Jim Bosch, in the DM-21885 discussion, said:
I think we'll want to take a look at the expected-failure modes for MetricTasks you refer to in #3 as use cases for PipelineTasks in general, and define some rules that would allow them to work with generic activators. We've done a tiny bit of work in that area so far, but have long known that we need more sophistication in classifying and handling failures.
Depending on how much these rules change the existing behavior, we may need to change the implementation of every concrete MetricTask, so story points are hard to estimate.
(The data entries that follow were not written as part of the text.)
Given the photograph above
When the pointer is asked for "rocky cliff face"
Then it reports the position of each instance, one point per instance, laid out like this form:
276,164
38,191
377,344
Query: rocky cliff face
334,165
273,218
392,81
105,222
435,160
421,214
We had a brief discussion about this on November 1. The outcome was:
Something that just occurred to me now is that there is at least one case for "not applicable" where it's difficult to determine in advance, within the Gen 3 framework, that a metric is inapplicable: timing of tasks or subtasks that have been turned off in configs. This is currently determined by checking, at run time, which keys get written to (top-level) task metadata. Since I'm not clear on how metadata will work in Gen 3, and since Jonathan Sick has expressed interest in special-casing performance metrics that could apply to every task, it might be best to delay solving the broader problem until we know how this case works.
See also
DM-20902, where a raise of MetricComputationError was demoted to a "not applicable" because ap_verify users were getting scared by a non-preventable "error" showing up for the first image of a given field of view.